The underfloor heating system should be switched on gradually to avoid cracks in the screed. For laying under concrete, it is best to use XLPE pipes or.

Laying the contour under the floor surface

If the question is where to hide the heating pipes, but not for some reason we do not want to fill them with a screed, you can do this with the help of a floor covering.

Let's take a closer look at this process:

  • A rough screed is made from a mixture of concrete with expanded clay;
  • After the solution has dried, we spread the surface with bitumen mastic and glue the foam boards on it. We remove the cracks at the joints, covering them with glue, or blowing out polyurethane foam;
  • On top of the penoplex we put either dense polyethylene or penofol. We place Penofol with a shiny coating facing up. We glue polyethylene at the joints with adhesive tape, penofol - with adhesive metallized tape;
  • We lay the heating circuit, fixing them with clips, paper clips, or we use insulation with already marked channels for laying pipes;
  • We place logs between the pipes and install the floor covering on them.

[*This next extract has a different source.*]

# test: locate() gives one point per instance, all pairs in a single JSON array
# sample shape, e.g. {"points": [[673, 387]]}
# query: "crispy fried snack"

If we choose this option, then the contour should be made of metal-plastic. In this case, polymer pipes are not suitable, since they can be easily damaged and require mandatory protection in the form of a concrete coating.

Conclusion

Ways to hide heating pipes under the floor are quite simple and quite doable on their own. The choice of method depends on the installation conditions - both of them are equally effective and convenient.